As soon as you have left your bags at the hotel, go to the Zona Sul, where you can choose to spend a few hours on one of Rio’s famous beaches: Copacabana, Leblon and Ipanema. If you want to bath amongst Rio’s mauricinhos and patricinhas (the rich, bronzed and beautiful), then you should choose Leblon and Ipanema, posto (post) 9 in front of Rua Farme de Amoedo. If you prefer to sip your beach caipirinhas (Brazil’s national drink, made of cachaça, limes and sugar) in a quieter atmosphere, you should choose posto 11, which is for families. However, all the beaches in this area are have lifeguard posts, so you’re safe even if you’re not a good swimmer.
No matter how many things you want to do in Rio de Janeiro in one day, you cannot skip lunch once hunger strikes.
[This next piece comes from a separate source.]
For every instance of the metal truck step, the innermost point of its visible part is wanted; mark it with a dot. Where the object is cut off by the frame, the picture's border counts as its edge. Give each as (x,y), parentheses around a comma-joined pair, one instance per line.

Have a perfectly grilled meat at one of Brazil’s all-you-can-eat churascarias (steakhouses) in the area, such as the Esplanada Grill (Rua Barão da Torre 600, Ipanema), where you’ll spend a lot of money, but you’ll leave with a happy stomach. If you don’t have a big appetite, than you should try filet mignon, cheese and pineapple sandwiches at Cervantes, a Copacabana institution down Av. Atlântica. Alternatively, you can have a juice on the beach at Bibi Sucos, famous for its natural, refreshing drinks made of acai berry, honey, granola, bananas and guarana.
Now it’s time to leave the beaches behind and head towards Cosmo Velho, where you should take the train to the 710m-high peak known as Corcovado, to reach the Cristo Redentor, one of the most impressive monuments of the world. You’ll ascend through protected Tijuca National Forest and the trip is worth it as in the end you’ll see one of the New Seven Wonders of the World.
Finally, take a favela tour through the historic Santa Teresa, Rio’s hillside bohemian neighborhood, full of historic mansions, museums, shops and galleries. After all, you cannot leave Rio until you see all of his hidden faces, including the poor neighborhoods, where Brazilians are struggling every day for survival.